El 12 de abril, Roosevelt, abrumado por la enfermedad, había fallecido. Su sucesor, Truman, aunque convencido de que políticamente era deseable para las potencias occidentales llegar a Berlín antes que los rusos, “ciertamente no podía trastrocar una política que su ilustre predecesor había apoyado tan enérgicamente, y que sus jefes de Estado Mayor seguían sosteniendo”. Melancólicamente, Churchill había confiado en una carta a Eden: “Al parecer, los aliados occidentales no están por el momento en disposición de atacar Berlín”.
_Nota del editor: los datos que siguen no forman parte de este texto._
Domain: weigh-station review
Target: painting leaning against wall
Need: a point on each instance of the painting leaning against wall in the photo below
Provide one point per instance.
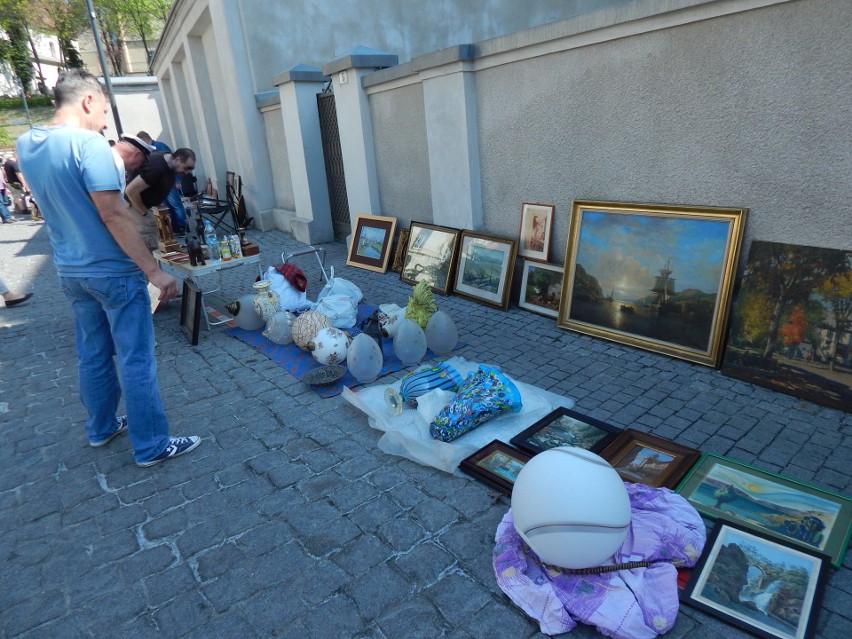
(791, 328)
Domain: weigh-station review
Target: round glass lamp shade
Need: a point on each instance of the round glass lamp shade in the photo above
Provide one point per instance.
(441, 333)
(571, 507)
(244, 313)
(409, 343)
(364, 358)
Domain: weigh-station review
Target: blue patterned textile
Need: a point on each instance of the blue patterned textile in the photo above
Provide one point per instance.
(485, 393)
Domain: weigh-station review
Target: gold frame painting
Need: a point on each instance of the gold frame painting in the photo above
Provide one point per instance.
(371, 242)
(652, 276)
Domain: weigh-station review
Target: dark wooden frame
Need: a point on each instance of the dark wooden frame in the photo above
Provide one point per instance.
(191, 308)
(472, 465)
(815, 562)
(378, 264)
(499, 299)
(522, 439)
(408, 277)
(684, 457)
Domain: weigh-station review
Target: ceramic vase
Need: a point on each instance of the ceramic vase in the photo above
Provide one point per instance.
(441, 333)
(409, 344)
(364, 358)
(266, 301)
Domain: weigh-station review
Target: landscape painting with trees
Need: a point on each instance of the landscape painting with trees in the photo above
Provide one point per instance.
(792, 323)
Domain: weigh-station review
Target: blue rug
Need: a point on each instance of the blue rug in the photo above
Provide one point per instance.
(299, 363)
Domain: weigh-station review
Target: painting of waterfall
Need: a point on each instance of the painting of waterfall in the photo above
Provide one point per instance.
(761, 584)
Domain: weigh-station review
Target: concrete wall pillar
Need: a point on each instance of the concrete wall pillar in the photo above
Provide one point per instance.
(355, 124)
(298, 90)
(453, 144)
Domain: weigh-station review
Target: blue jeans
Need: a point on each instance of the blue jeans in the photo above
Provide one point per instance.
(113, 321)
(176, 211)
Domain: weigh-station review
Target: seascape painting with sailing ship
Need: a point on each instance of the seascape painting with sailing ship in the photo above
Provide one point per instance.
(662, 279)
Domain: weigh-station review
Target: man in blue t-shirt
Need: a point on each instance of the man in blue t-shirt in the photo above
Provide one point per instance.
(102, 263)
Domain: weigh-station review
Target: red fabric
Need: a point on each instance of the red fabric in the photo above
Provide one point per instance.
(294, 275)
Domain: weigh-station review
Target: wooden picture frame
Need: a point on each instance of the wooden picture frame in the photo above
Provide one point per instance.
(430, 254)
(647, 459)
(796, 512)
(496, 464)
(541, 288)
(486, 265)
(371, 242)
(803, 350)
(564, 427)
(535, 231)
(191, 308)
(730, 582)
(653, 276)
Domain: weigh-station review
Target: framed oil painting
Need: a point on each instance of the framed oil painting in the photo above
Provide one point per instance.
(430, 255)
(536, 227)
(564, 427)
(641, 458)
(796, 512)
(541, 288)
(371, 242)
(656, 277)
(191, 307)
(763, 585)
(485, 269)
(790, 325)
(496, 464)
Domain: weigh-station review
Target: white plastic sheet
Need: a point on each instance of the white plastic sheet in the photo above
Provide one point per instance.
(407, 435)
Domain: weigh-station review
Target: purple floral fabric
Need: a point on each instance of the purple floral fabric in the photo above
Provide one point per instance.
(628, 604)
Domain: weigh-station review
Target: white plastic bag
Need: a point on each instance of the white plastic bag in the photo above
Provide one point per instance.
(342, 310)
(340, 286)
(291, 299)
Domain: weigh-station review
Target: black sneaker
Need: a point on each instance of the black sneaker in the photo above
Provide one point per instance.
(122, 428)
(177, 446)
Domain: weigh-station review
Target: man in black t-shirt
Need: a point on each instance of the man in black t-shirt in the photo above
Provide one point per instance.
(154, 181)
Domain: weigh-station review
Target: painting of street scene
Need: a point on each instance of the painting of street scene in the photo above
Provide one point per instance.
(429, 256)
(770, 505)
(371, 241)
(650, 276)
(643, 465)
(763, 585)
(791, 328)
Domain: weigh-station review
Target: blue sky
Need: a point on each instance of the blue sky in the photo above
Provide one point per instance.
(626, 252)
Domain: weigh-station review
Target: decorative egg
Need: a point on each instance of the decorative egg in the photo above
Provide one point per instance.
(307, 325)
(279, 328)
(329, 346)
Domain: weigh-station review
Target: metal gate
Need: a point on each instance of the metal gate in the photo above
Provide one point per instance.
(333, 164)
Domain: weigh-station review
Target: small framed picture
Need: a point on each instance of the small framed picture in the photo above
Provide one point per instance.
(772, 504)
(486, 266)
(430, 255)
(564, 427)
(761, 584)
(641, 458)
(191, 308)
(496, 464)
(534, 236)
(541, 288)
(371, 242)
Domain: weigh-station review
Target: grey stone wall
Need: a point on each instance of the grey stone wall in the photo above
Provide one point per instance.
(750, 109)
(402, 159)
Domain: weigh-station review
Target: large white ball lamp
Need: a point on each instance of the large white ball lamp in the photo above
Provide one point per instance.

A pesar de la guerra, la capital de Alemania vivía aquellos días en una relativa calma. Eran bellas jornadas de primavera, con el termómetro señalando en el barrio de Dahlem más de 18°. La ciudad, hasta aquel momento, estaba defendida por 94.094 soldados. En esta cifra estaban comprendidos 1.668 policías, 18.531 hombres entre los sesenta y los setenta y cinco años, y 2.280 muchachos entre los trece y los dieciséis. En total tenían a su disposición 42.000 fusiles, 2.000 ametralladoras y un centenar de morteros.

 

Comienza la última batalla

Ese mismo día, Stalin –que acababa de tranquilizar a Eisenhower telegrafiándole que Berlín había ya “perdido su importancia política”– envió por radio a Zukov un mensaje demasiado esperado y que consistía en una sola palabra: “Da”. En ruso, “sí”. Quería decir que el ataque contra la capital alemana debía ser lanzado en la fecha convenida dos semanas antes: al alba del 16 de abril. No tienen ningún fundamento las comparaciones que con frecuencia se han hecho con batallas que llevan los nombres de Kursk, El Alamein y las Ardenas. En su desoladora simplicidad, ésta era semejante a una tenaza que se abriría y cerraría en el exacto curso de quince días sobre una ciudad bastante mal defendida, privada de aprovisionamiento y protegida por tropas que tenían escasas posibilidades estratégicas.

El primero en recibir el choque en el Oder es el general Gotthard Heinrici, jefe del Grupo de ejércitos del Vístula que comprende el III y el IX. Los rusos de Zukov lo combaten duramente en las forestas al norte de Eberswalde, pero con una pronta reacción –apoyada en un perfecto sistema de bunkers y pueblos fortificados–, Heinrici logra refrenarles el paso a ritmo de un lentísimo avance que hará encolerizar a Stalin. Mayor velocidad y penetración muestra Koniev en el Neisse. Después de haber cruzado el río en Forst, el mariscal avanza de golpe.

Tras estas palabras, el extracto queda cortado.